= Proxy statement =

Information published related to shareholder meetings

A proxy statement is a statement provided by a firm soliciting shareholder votes.' This statement is useful in assessing how management is paid and potential conflict of interest issues with auditors.

The statement includes voting procedure and information, background information about the company's nominated directors, board compensation, executive compensation, and audit fees and committee members. Regulation may govern the requirements of proxy statements.

== Contents ==

The statement includes:
- Voting procedure and information.
- Background information about the company's nominated directors including relevant history in the company or industry, positions on other corporate boards, and potential conflicts of interest.
- Board compensation.
- Executive compensation, including salary, bonus, non-equity compensation, stock awards, options, and deferred compensation. Also, information is included about perks such as personal use of company aircraft, travel, and tax gross-ups. Many companies will also include pre-determined payout packages for if an executive leaves the company.
- Who is on the audit committee, as well as a breakdown of audit and non-audit fees paid to the auditor.

== Regulation ==

=== US regulation ===
In the US, Regulation 14A is the set of rules around proxy solicitations and Schedule 14A sets rules for the proxy statement. A proxy statement is required of a firm when soliciting shareholder votes.' This statement is filed in advance of the annual meeting. The firm needs to file a proxy statement—otherwise known as a Form DEF 14A (Definitive Proxy Statement)—with the U.S. Securities and Exchange Commission. Per SEC proxy rules, the term proxy statement means the statement required by Section 240.14a-3(a) whether or not contained in a single document.

==== Proxy access ====
The Securities Exchange Act of 1934 also gave the SEC the power to regulate the solicitation of proxies, though some of the rules the SEC has since proposed (like the universal proxy) have been controversial.' There has been some controversy over "proxy access" which is a method to allow certain shareholders to nominate candidates which appear on the proxy statement.' Historically, only the nominating board can place candidates on the proxy statement. Activist investors typically had mailed their own ballots when running competing candidates. The United States Dodd–Frank Wall Street Reform and Consumer Protection Act specifically allowed the SEC to rule on this issue. In 2010, the SEC passed a rule which allowed certain shareholders to place candidates on the proxy statement; however, in Business Roundtable v. SEC the rule was struck down by the United States Court of Appeals for the District of Columbia Circuit in 2011.

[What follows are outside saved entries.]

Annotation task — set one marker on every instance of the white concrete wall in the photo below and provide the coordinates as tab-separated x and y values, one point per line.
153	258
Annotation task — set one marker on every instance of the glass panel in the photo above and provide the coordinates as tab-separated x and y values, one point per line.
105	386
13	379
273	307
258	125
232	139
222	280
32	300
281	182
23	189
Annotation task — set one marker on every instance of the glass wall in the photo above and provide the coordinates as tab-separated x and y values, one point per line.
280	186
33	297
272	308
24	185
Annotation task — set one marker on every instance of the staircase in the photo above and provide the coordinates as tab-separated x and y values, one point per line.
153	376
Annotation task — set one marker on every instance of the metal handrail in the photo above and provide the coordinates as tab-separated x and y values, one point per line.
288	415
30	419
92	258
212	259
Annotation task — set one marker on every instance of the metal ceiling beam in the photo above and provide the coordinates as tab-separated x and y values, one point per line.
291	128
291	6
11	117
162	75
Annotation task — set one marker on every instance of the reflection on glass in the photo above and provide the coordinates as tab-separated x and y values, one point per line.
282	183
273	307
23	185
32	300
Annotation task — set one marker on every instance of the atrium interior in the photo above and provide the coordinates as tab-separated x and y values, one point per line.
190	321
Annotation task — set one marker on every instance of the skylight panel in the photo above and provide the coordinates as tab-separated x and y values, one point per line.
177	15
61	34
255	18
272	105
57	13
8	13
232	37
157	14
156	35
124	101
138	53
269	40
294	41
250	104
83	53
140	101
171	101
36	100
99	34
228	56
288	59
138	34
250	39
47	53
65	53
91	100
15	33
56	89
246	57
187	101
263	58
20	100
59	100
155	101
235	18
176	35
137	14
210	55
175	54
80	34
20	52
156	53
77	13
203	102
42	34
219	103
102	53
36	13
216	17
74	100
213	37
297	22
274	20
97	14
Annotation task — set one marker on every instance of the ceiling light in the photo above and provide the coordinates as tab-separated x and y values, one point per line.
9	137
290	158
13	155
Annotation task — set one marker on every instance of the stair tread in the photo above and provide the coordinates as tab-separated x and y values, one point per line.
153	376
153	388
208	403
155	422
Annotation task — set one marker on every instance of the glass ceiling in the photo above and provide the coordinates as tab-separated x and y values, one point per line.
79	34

Beginning in 2015, proxy access rules began to spread driven by initiatives from major institutional investors, and as of 2018, 71% of S&P 500 companies had a proxy access rule.

== Voting process ==
=== Proxy advisory ===
In many cases, shareholder votes—particularly institutional shareholder votes—are determined by proxy firms which advise the shareholders. In July 2010, the SEC announced that it was seeking public comment on the efficiency of the proxy system.' Voting is important for corporate governance, but many of the votes are cast by institutional shareholders, including many who are passive investors. These organizations use proxy advisory firms, notably including Institutional Shareholder Services and Glass Lewis, to help them vote their shares in a responsible way.

=== Broker voting ===
Traditionally, broker-dealers have been permitted to vote for "routine" proposals on behalf of their shareholders if the shareholders do not return the proxy statement, and this practice has been controversial. In 2006 the NYSE Proxy Working Group recommended that the rules, e.g. Rule 452, be modified so that uncontested director elections were not considered routine and the SEC approved the rule on July 1, 2009. Broker voting is, for the most part, governed by Rule 452.'

=== Universal proxy ballots ===

In contested elections for the board of directors, shareholders typically have to vote using either the management form ("card") listing management candidates or separately listing the contesting candidates in a dissident form. In 2016, the SEC proposed a rule requiring a "universal" proxy card so that shareholders could vote on a mix of candidates, which as of 2019 had not passed.

=== Electronic voting ===
Prior to 2009, companies in the United States were required to send proxy materials via postal mail, but following a rule change effective in 2009, companies, can handle voting electronically. According to one study, about 31% of voting happened electronically in 2019. One major vendor, Computershare, reported that 27% of votes occurred on the web in 2017. Broadridge is another major vendor.

== Retail investors ==
When retail investors own stock via investment funds such as mutual funds, the investor cannot vote the shares as the investment manager has that power. According to one estimate, retail investors voted 46% of the time between 2011 and 2016. According to a 2013 estimate, between 23 and 38% of stocks are held directly, compared to 20% held by mutual funds and 16% held by pensions.